La Trinité. Andreï Roublev, circa 1400. Icône célèbre conservée à la Galerie Tretyakov, Moscou (Wikipédia).
Dieu, plein d’amour et de fidélité
Lorraine Caza | La sainte Trinité (A) – 4 juin 2023
Le fils médiateur : Jean 3, 16-18
Les lectures : Exode 34, 4b-6.8-9 ; Daniel 3, 52-56 ; 2 Corinthiens 13, 11-13
Les citations bibliques sont tirées de la Traduction liturgique officielle.

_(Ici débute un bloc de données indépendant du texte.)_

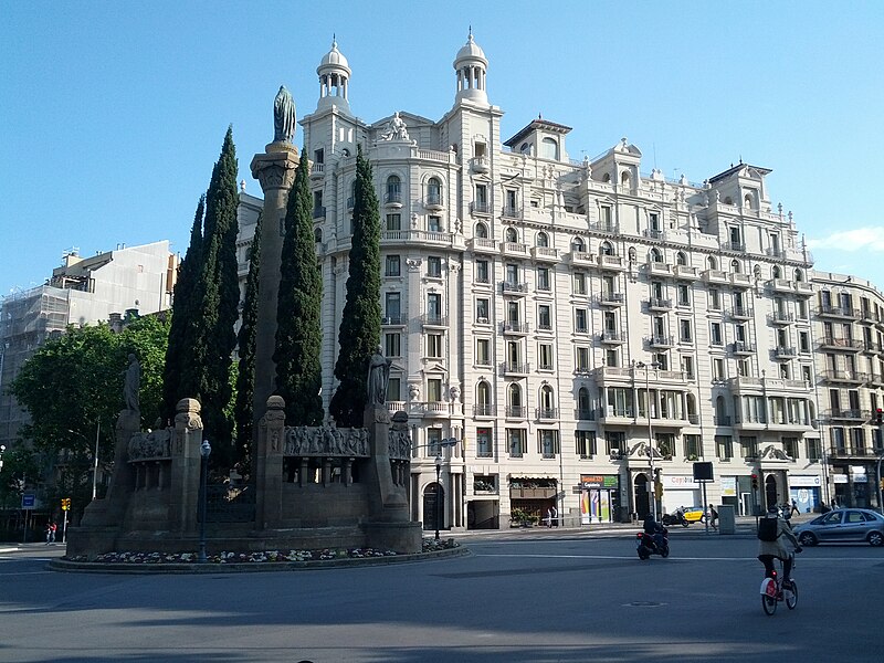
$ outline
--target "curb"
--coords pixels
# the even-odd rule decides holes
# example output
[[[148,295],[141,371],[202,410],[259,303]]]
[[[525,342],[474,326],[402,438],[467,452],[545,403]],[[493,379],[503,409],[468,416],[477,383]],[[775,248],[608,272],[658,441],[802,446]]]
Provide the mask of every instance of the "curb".
[[[470,555],[470,549],[464,546],[431,550],[429,552],[413,552],[410,555],[390,555],[388,557],[356,557],[346,559],[311,560],[311,561],[250,561],[250,562],[207,562],[207,564],[127,564],[102,561],[69,561],[54,559],[48,568],[53,571],[70,573],[260,573],[273,571],[303,571],[316,569],[332,569],[340,567],[386,566],[393,564],[408,564],[417,561],[433,561],[452,557]]]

La fin de la seconde lecture de cette liturgie en l’honneur de la Sainte Trinité constitue, me semble-t-il, une magnifique synthèse de la confession de foi au cœur de ce dimanche : Que la grâce du Seigneur Jésus Christ, l’amour de Dieu et la communion de l’Esprit Saint soient avec vous tous. Après avoir proclamé aux Corinthiens que Dieu est unique par la formule « Le Dieu d’amour et de paix », Paul annonce à sa communauté les trois personnes : la grâce du Fils, l’amour du Père, la communion de l’Esprit. Et il n’est pas banal de constater que l’acclamation qui précède immédiatement le texte évangélique réunit également la profession du Dieu unique et Trinité. « Gloire au Père, et au Fils, et au Saint-Esprit, Celui qui est, qui était et qui vient. » (Apocalypse 1,8)
Dieu a tant aimé le monde
Mais, venons-en au texte central de notre liturgie de la Parole en ce dimanche. Il est tiré de l’évangile de Jean, plus précisément de l’entretien de Jésus avec Nicodème, en Jean 3,1-21. La liturgie n’a retenu que les versets 16-18, c’est-à-dire le court développement sur l’indicible amour du Père qui lui fait donner son Fils unique pour le salut du monde. Jean insiste : ce n’est pas pour un jugement que Dieu vient à nous, mais bien pour nous sauver. Et si nous demandons ce que le Père attend de nous en retour de ce don incommensurable, il se hâte de dire que c’est notre foi en cet amour qui s’exprime dans le don du Fils unique. Mais pourquoi en cette solennité de la Trinité n’a-t-on pas un passage évangélique où les Trois qui ne sont qu’un sont clairement nommés ? Jean pourrait nous répondre de relire attentivement toute la conversation de Jésus avec Nicodème. Les versets 3-8 donnent vraiment la première place à l’Esprit avec une référence à la seconde naissance quand on est déjà vieux, cette naissance d’eau et d’Esprit. Les versets 11-15 placent Jésus au centre du discours, énonçant qu’à côté des choses de la terre qu’Il a à partager, il y a celles du ciel, car il est seul à être monté au ciel, lui qui est descendu du ciel. Il est au ciel et il faut qu’il soit élevé – renvoyant à l’élévation sur la croix – pour qu’à notre foi soit donnée la vie éternelle. Vient alors, enfin, l’affirmation qui doit retenir pleinement notre attention : OUI, Dieu a tant aimé le monde qu’Il a donné son Fils unique…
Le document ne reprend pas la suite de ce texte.